I haven’t touched on the subject of ‘chasers’ for a while, but I want to talk about another group of people who export transgender women: closeted bisexual men.
I was talking to a guy on Tinder earlier and he seemed pretty nice at first. But then he told me he wants someone to accept him for who he is, but I already knew what he was going to say before he actually said it. He told me that he was bisexual and as we talked more, I became increasingly uneasy as he started using terms such as “top” and “bottom” which trigger my dysphoria. He’d asked me earlier on if I was post op, but I refused to answer. But in the end., I told him that I was post-op and couldn’t give him anything different from a cisgender woman. He instantly blocked me, which didn’t surprise me. Like several other closeted bisexual men (only one woman has ever done this to me), he wanted a girl with a penis that could fuck him like a man.

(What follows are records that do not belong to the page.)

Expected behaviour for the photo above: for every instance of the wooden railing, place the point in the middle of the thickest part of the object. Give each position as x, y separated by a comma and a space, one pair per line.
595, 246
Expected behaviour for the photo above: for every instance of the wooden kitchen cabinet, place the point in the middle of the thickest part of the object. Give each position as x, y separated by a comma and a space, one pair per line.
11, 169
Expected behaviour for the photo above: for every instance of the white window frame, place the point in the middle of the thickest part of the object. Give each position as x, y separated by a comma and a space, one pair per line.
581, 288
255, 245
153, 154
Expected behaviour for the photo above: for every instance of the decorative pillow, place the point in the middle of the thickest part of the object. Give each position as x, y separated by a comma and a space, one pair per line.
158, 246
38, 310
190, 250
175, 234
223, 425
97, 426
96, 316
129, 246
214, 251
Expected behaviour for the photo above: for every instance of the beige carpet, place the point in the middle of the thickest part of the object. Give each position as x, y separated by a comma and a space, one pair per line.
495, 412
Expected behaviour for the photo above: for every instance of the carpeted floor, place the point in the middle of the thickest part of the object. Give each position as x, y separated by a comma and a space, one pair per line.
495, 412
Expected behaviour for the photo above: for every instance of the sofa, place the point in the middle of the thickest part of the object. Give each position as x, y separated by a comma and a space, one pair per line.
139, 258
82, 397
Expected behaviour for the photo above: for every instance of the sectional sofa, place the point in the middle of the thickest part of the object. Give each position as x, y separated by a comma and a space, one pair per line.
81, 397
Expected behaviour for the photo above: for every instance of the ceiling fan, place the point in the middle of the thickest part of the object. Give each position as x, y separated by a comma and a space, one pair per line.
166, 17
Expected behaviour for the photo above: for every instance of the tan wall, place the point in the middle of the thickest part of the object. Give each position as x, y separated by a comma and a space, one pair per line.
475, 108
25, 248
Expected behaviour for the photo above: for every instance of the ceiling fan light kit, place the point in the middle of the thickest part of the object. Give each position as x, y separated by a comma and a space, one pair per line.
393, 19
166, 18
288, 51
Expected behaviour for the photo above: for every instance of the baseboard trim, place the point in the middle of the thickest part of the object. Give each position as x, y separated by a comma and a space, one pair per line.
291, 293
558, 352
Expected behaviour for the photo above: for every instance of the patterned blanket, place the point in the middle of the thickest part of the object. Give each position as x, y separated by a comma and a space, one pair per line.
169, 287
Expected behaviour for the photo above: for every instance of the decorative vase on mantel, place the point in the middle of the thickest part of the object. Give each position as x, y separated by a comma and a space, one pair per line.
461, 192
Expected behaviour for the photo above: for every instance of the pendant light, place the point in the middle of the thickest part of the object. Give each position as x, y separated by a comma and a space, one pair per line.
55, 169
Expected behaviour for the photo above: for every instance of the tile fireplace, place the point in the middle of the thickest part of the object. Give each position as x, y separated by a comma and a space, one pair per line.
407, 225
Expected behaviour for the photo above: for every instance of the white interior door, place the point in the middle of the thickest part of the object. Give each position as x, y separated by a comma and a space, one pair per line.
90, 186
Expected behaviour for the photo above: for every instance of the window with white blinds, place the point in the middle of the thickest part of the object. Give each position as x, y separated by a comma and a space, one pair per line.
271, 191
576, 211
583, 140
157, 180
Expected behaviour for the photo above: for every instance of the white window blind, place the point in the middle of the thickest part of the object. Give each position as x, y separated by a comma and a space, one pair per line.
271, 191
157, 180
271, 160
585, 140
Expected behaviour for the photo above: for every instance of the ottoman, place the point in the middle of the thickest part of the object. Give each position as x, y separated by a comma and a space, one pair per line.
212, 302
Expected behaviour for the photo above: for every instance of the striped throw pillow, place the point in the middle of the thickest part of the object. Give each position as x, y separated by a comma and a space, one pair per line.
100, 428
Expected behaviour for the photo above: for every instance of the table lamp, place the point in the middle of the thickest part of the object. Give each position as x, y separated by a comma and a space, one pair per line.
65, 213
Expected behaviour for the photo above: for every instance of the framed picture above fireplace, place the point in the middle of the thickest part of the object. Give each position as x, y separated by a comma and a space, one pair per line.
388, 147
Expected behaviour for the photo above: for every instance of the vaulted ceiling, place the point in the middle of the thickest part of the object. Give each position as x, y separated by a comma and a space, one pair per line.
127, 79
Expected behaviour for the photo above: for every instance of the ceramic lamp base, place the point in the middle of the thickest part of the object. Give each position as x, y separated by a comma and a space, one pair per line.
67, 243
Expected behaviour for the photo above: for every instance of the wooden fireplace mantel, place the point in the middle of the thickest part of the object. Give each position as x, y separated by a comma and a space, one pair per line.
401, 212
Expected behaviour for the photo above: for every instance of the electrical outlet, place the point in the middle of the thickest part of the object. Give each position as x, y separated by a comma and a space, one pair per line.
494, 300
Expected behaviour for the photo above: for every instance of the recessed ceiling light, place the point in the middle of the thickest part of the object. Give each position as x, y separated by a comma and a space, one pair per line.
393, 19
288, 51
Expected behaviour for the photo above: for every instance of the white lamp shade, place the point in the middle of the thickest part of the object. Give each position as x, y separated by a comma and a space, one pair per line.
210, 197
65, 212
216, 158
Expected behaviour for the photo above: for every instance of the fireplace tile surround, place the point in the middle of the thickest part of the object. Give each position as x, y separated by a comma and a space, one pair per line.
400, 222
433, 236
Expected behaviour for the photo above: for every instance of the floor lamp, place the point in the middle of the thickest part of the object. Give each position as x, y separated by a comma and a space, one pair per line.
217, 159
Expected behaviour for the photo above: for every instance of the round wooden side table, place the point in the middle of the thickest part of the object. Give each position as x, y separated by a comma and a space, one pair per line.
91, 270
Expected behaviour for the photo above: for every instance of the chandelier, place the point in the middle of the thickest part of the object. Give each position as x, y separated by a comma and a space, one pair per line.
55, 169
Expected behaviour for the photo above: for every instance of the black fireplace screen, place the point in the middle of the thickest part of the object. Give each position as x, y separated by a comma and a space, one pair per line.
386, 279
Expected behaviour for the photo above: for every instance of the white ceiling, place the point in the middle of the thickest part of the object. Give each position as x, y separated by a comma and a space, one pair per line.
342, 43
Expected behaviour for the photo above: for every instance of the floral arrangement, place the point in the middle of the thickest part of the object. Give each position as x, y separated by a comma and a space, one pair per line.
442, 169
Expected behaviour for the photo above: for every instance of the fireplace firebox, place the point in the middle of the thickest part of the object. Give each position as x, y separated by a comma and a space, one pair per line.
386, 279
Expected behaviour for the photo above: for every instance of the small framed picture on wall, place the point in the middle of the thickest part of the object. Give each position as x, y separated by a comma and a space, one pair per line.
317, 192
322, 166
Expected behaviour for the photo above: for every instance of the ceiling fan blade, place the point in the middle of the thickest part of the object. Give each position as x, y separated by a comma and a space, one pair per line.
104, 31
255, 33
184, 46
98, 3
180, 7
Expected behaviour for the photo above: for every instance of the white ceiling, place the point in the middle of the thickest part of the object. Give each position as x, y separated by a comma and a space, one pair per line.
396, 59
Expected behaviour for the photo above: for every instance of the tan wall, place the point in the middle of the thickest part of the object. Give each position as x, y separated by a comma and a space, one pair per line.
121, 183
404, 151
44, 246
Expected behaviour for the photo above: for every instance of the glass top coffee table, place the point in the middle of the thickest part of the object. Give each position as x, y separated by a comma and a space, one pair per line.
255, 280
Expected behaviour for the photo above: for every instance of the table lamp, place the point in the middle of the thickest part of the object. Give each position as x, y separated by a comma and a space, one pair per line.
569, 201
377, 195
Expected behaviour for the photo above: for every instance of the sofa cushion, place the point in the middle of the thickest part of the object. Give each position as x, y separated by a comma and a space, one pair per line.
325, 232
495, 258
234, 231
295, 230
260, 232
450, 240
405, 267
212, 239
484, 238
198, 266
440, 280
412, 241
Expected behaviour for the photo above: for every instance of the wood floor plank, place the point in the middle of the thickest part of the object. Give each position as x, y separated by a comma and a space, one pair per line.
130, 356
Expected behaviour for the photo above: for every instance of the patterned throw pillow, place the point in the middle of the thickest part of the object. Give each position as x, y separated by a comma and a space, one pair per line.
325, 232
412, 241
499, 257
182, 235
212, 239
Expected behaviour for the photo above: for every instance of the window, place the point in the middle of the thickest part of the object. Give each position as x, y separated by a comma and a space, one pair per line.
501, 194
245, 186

I am actually quite repulsed by th selfish actions of such men. It has nothing to do with their sexuality as I am bisexual myself, but it is the callous and disrespectful way that some of them exploit transgender women. They have no regard for the fact that they could trigger someone’s dysphoria in one of the worst and most degrading ways. In my case, he didn’t care that I’d told him that I was sexually assaulted a year ago and that I didn’t want to talk about sex.
I know I’m hardly an advocate for the transgender community, but I’m sick and tired of chasers. They assume that transgender women have male sex drives and are quite happy to use whatever parts they have. This assumption is both wrong and dangerous. I’m sure some pre-op transgender women are not as opposed to it as I am, but I believe they are the minority, rather than the majority.
The best advice I can give to girls like me that are attracted to men is to tell them you’re post-op. You’ll scare away the chasers and the closeted bisexual men looking to experiment with you. Do not do anything you’re not comfortable with, even if you’re lonely like I am and would love to find a boyfriend.
As for the men in question, if you want someone to fuck you like a man, ask a man and leave transgender women alone, unless you are willing to see us as women and treat us in accordance with our gender identify. I don’t mind helping men or women come to terms with their sexuality, but DO NOT use me or any other transgender woman as an experiment. To put it bluntly, fuck off.